Following his service with the Treasury Department, Hubbs remained in New Bern, North Carolina, for more than twenty years as editor and publisher of The New Bern Daily Times and proprietor of Hubbs & Co, General Store, in partnership with his brother Orlando Hubbs who served as Sheriff of Craven County and later in the United States Congress as Representative of the Eastern District of North Carolina. Both men were prominent in the Republican Party – the "party of Lincoln" – and in the Masonic Order. Ethelbert Hubbs was called to Washington, D.C., in about 1882 to provide testimony to a US Senate Special Committee investigating the rise of the Ku Klux Klan and violence throughout the south following reconstruction. Ethelbert Hubbs died in about 1909 and Orlando Hubbs died in about 1931 at the Hubbs residence in Commack, Long Island, New York. They are buried in the Commack Cemetery in the Hubbs family plot. Lieutenant Ethelbert Hubbs served with B company.

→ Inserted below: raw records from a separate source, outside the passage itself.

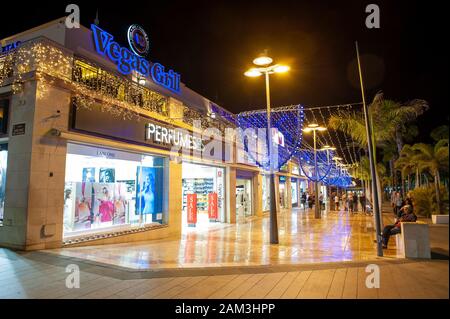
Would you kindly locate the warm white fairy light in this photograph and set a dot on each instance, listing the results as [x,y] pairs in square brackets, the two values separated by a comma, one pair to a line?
[51,63]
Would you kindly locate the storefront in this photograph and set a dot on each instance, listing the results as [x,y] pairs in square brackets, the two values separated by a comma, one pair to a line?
[204,185]
[111,151]
[108,189]
[265,192]
[244,196]
[3,167]
[294,192]
[283,192]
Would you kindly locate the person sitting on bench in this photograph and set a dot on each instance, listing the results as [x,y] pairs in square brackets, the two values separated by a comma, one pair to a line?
[407,215]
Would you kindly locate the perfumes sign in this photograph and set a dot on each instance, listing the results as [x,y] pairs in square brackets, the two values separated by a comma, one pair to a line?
[128,61]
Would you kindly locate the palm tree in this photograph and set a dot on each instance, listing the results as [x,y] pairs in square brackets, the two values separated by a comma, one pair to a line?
[389,121]
[407,164]
[434,159]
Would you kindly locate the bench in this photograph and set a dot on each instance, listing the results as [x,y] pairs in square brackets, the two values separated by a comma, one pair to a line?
[415,240]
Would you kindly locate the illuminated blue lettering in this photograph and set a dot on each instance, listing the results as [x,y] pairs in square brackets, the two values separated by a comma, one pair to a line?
[102,39]
[114,51]
[127,61]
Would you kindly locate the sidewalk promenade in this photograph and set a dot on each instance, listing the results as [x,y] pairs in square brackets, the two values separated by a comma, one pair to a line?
[323,258]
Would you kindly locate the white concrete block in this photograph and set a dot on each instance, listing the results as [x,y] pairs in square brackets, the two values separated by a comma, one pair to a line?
[439,219]
[416,240]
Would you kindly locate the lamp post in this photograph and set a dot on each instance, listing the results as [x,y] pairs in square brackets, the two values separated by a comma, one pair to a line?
[313,128]
[328,149]
[372,162]
[266,67]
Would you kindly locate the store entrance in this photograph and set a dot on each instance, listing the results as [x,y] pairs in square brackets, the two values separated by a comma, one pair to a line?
[203,193]
[243,199]
[283,191]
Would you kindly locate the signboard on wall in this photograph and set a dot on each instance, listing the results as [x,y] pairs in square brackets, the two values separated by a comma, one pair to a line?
[212,207]
[18,129]
[142,130]
[191,209]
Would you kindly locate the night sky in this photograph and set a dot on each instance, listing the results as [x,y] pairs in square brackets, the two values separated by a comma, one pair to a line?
[211,44]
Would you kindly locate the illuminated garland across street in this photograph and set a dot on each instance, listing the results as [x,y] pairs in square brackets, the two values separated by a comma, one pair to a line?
[287,125]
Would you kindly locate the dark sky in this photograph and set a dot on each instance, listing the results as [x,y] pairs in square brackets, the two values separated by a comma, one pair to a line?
[211,44]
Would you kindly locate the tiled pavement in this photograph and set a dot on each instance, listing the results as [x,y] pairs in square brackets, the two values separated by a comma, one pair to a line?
[43,275]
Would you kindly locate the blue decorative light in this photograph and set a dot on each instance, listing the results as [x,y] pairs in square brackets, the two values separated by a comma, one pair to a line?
[287,125]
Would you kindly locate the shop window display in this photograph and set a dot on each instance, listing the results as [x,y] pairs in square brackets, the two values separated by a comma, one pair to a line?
[294,192]
[109,188]
[243,198]
[207,182]
[266,192]
[3,166]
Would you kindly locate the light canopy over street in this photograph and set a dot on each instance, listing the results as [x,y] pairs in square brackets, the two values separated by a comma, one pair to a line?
[217,150]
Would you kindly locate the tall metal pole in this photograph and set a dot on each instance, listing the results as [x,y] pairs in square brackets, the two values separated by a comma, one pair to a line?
[316,182]
[372,161]
[273,203]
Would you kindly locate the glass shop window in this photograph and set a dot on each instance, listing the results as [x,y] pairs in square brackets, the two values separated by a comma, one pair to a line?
[3,167]
[107,188]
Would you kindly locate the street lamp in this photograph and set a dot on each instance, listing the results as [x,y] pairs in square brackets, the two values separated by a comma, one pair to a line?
[266,67]
[328,149]
[314,128]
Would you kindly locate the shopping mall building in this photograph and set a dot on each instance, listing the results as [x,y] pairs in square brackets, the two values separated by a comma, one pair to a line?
[88,128]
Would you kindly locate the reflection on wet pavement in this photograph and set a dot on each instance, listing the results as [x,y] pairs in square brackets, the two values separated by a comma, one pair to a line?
[334,238]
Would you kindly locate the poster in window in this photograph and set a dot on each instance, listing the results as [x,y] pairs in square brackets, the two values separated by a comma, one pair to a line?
[107,175]
[191,209]
[83,206]
[103,204]
[149,191]
[89,174]
[120,203]
[212,206]
[3,161]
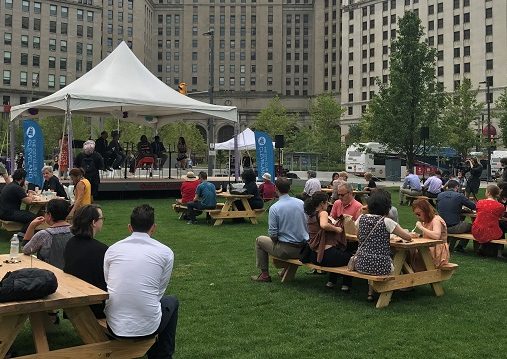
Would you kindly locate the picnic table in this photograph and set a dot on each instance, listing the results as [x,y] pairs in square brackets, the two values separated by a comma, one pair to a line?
[403,275]
[74,296]
[229,209]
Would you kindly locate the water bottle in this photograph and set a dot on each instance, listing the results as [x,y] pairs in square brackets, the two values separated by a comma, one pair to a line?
[14,248]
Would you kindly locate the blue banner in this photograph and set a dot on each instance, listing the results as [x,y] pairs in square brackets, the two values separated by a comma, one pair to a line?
[265,155]
[34,152]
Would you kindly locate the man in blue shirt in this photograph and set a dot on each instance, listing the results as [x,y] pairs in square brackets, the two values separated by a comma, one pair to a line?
[288,231]
[205,198]
[411,186]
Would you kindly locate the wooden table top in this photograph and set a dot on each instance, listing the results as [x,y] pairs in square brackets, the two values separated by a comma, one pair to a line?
[71,292]
[229,195]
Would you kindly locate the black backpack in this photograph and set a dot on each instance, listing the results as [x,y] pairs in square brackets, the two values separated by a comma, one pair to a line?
[88,165]
[27,284]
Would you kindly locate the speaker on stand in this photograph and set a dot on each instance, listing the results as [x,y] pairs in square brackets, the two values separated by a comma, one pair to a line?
[279,144]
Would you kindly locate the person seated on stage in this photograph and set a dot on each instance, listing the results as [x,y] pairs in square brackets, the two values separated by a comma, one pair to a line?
[312,185]
[143,151]
[433,185]
[373,233]
[188,188]
[287,231]
[101,146]
[329,250]
[432,226]
[256,202]
[82,190]
[11,197]
[486,226]
[49,244]
[52,183]
[267,188]
[449,206]
[84,255]
[411,186]
[117,154]
[4,173]
[158,150]
[368,177]
[205,198]
[342,178]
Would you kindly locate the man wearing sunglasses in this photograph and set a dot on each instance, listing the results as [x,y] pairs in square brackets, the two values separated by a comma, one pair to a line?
[346,204]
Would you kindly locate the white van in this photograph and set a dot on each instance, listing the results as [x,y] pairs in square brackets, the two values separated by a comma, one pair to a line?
[496,156]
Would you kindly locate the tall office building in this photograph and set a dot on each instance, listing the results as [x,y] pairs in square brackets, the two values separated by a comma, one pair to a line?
[295,49]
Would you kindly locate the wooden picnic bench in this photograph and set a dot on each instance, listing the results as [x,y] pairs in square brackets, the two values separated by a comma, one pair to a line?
[74,296]
[403,275]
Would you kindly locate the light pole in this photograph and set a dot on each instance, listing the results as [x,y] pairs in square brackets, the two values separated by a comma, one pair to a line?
[488,142]
[211,35]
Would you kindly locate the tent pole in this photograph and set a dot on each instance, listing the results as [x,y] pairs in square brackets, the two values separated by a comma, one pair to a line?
[68,120]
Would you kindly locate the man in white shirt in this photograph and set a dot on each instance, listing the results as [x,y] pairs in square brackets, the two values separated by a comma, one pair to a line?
[137,270]
[311,186]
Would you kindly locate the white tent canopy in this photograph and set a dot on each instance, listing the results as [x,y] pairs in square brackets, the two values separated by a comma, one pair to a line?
[246,141]
[121,83]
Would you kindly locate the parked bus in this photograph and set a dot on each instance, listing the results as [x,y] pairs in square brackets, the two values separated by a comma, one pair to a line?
[372,156]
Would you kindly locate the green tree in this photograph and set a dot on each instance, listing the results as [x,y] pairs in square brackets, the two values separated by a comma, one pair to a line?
[275,120]
[501,112]
[461,111]
[399,110]
[325,115]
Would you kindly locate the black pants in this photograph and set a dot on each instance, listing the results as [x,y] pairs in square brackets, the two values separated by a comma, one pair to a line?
[24,217]
[334,257]
[193,208]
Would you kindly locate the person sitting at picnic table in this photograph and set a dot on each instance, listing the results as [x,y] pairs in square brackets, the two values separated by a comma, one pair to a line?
[327,241]
[205,198]
[256,202]
[84,255]
[188,188]
[374,233]
[432,226]
[4,173]
[287,230]
[49,244]
[346,203]
[486,226]
[82,190]
[267,188]
[474,181]
[342,178]
[368,177]
[52,183]
[411,186]
[433,185]
[312,185]
[449,206]
[11,197]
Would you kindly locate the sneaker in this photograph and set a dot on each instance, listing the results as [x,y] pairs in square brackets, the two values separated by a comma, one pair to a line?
[330,285]
[261,278]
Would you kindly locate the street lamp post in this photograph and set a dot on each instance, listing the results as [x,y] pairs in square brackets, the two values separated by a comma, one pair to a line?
[211,35]
[488,142]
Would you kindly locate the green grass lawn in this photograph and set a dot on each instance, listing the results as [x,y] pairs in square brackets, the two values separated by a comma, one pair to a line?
[225,315]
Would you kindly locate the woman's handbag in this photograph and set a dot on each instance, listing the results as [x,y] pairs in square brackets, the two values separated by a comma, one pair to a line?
[353,260]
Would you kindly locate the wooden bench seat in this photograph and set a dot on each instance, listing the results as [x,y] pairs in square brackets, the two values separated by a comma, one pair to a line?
[469,236]
[295,263]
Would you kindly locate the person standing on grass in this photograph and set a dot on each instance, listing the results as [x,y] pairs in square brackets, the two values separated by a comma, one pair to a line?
[449,206]
[205,198]
[137,270]
[287,229]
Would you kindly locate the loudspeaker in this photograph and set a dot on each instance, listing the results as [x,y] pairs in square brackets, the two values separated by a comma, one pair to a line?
[425,133]
[279,141]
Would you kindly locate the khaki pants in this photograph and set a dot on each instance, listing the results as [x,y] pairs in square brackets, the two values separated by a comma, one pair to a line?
[264,246]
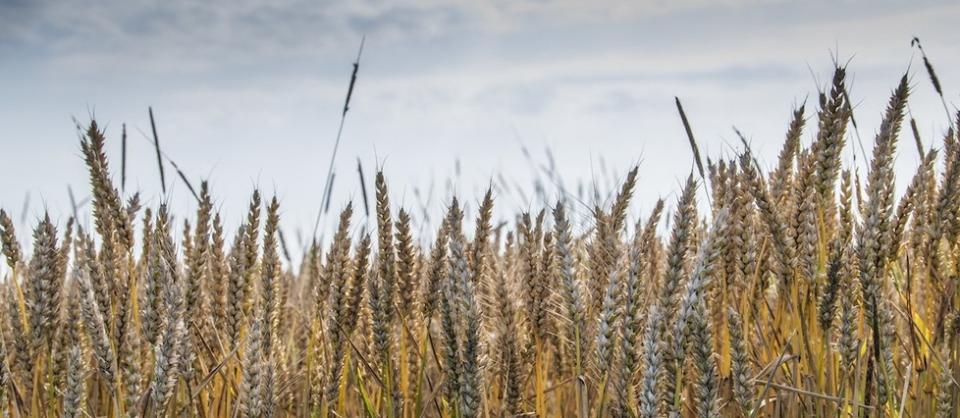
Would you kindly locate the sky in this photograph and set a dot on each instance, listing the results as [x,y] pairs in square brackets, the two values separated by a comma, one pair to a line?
[450,97]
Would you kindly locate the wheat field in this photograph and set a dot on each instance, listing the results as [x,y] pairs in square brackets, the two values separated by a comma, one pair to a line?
[804,290]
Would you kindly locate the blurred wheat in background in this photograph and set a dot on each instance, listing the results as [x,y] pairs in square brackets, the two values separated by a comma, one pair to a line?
[806,290]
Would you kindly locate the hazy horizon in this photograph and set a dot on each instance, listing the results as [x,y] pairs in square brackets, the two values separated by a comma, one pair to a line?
[250,96]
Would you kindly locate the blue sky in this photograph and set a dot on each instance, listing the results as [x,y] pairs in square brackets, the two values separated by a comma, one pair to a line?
[248,94]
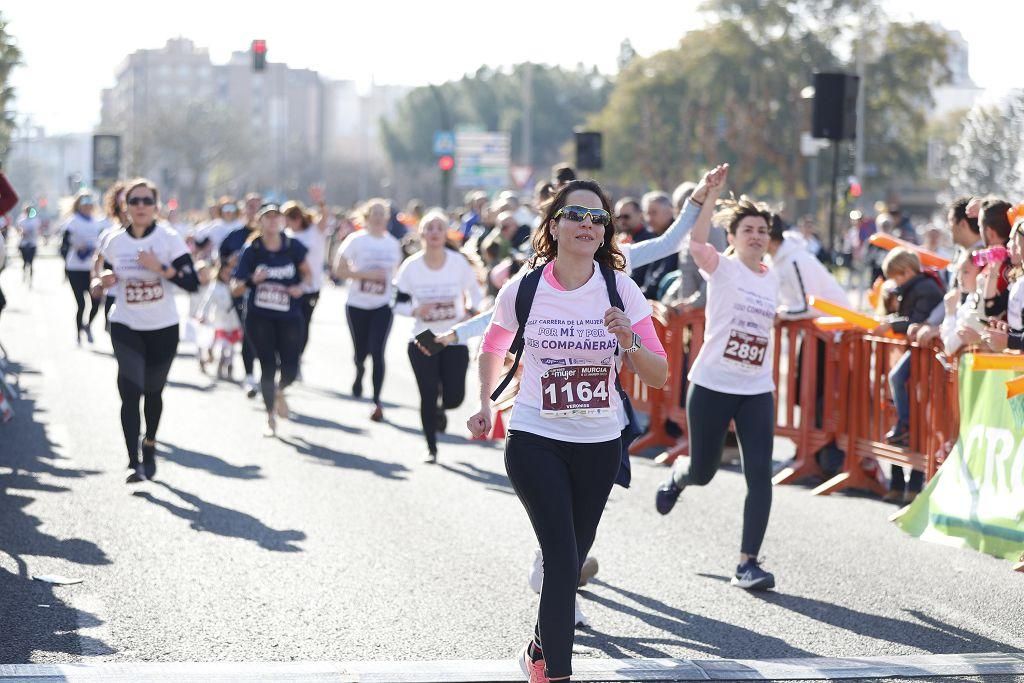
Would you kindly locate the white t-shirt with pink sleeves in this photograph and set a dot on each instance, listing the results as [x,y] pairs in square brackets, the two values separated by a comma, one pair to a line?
[567,391]
[736,356]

===Huff, John O. (PVT, Company E)===
John O. Huff was a 23-year-old farmer from Walpack Township, Sussex County, New Jersey when he enlisted with the 9th New Jersey. He served with Company E throughout the war. John was wounded before Petersburg during the Battle of the Crater on 30 July 1864. The 9th was in position to support Burnside's mine and subsequent attempt to breach the defensive line. A Minié ball struck his right hand.

John was first taken to the regimental surgeon where his right thumb was amputated. He was then transferred to the 18th Arm Corps field (flying) hospital at Broadway Landing. All of this happened on 30 July. The next day John was sent to the General Hospital at Fort Monroe where he remained for several days. The trip from the battlefield to the General Army Hospital took only two days, including the surgery. On 10 August, John was at White Hall, near Bristol, Pennsylvania, in Bucks County. On 15 August, John was transferred to the General Hospital at Philadelphia and on to the General Hospital at Newark on 29 October. By 5 November John was granted a furlough though he returned until his discharge in February 1865. This story shows that medical treatment and transfer could be very quick to move men away from the battlefield. From that point on the Army had an organized set of hospitals to care for the wounded while moving them back to their home state.

John married while on furlough at Christmas 1864 and later removed to Standing Stone Township, Bradford County, Pennsylvania, where he farmed until his death in February 1887. Later pension affidavits indicate he died of an unnamed stomach ailment that plagued him from the war until his death.